Mike Kelley’s work has been the subject of numerous acclaimed exhibitions. Among these have been the retrospective Mike Kelley (Stedelijk Museum, Amsterdam, 2012; Centre Georges Pompidou, Paris, 2013; Museum of Modern Art/PS1, New York NY, 2013; Museum of Contemporary Art, Los Angeles CA, 2014); the permanent public work and accompanying exhibition Mobile Homestead, Museum of Contemporary Art Detroit, Detroit MI (2013); Mike Kelley: Kandors, Museen Haus Lange, Haus Esters, Kunstmuseen Krefeld, Germany (2011); Mike Kelley: Educational Complex Onwards: 1995 – 2008, WIELS Centre d’Art Contemporain, Brussels, Belgium (2008); Petting Zoo, Skulptur Projekte Münster, Germany (2007); ProfondeursVertes, Musée du Louvre, France(2006); The Uncanny, a curatorial project presented at Tate Liverpool, England and Museum Moderner Kunst Stiftung Ludwig, Vienna, Austria (2004); a 1993 retrospective at the Whitney Museum of American Art, New York NY and Los Angeles County Museum of Art, Los Angeles CA; Documenta IX (1992) and Documenta X (1997), Kassel, Germany; and five appearances at the Whitney Biennial.

The artist’s work is represented in major public collections worldwide and has been the subject of scores of gallery exhibitions internationally. In his lifetime, Kelley received numerous awards and commendations, including the Wolfgang Hahn Prize; a Louis Comfort Tiffany Foundation Grant; a National Endowment for the Visual Arts Fellowship, Awards in the Visual Arts grant; a Skowhegan Medal for Mixed Media; the Distinguished Alumni Award, University of Michigan School of Art and Design; the Distinguished Alumnus/a Award, California Institute of the Arts; and a Guggenheim Fellowship.

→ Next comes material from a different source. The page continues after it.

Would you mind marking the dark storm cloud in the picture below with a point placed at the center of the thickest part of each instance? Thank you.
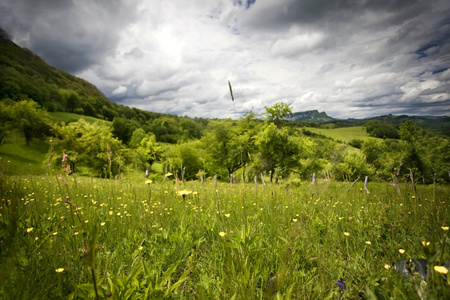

Mike Kelley was a member of Destroy All Monsters, an improvisational noise band formed in Ann Arbor, Michigan MI in 1974 with artists Jim Shaw, Niagara, and Cary Loren. Three volumes of the artist’s collected writings have been published, edited by John C. Welchman: Foul Perfection: Essays and Criticism (MIT, 2002), Minor Histories: Statements, Conversations, Proposals (MIT, 2004), and Mike Kelley: Interviews, Conversations and Chit-Chat (JRP|Ringier, 2005).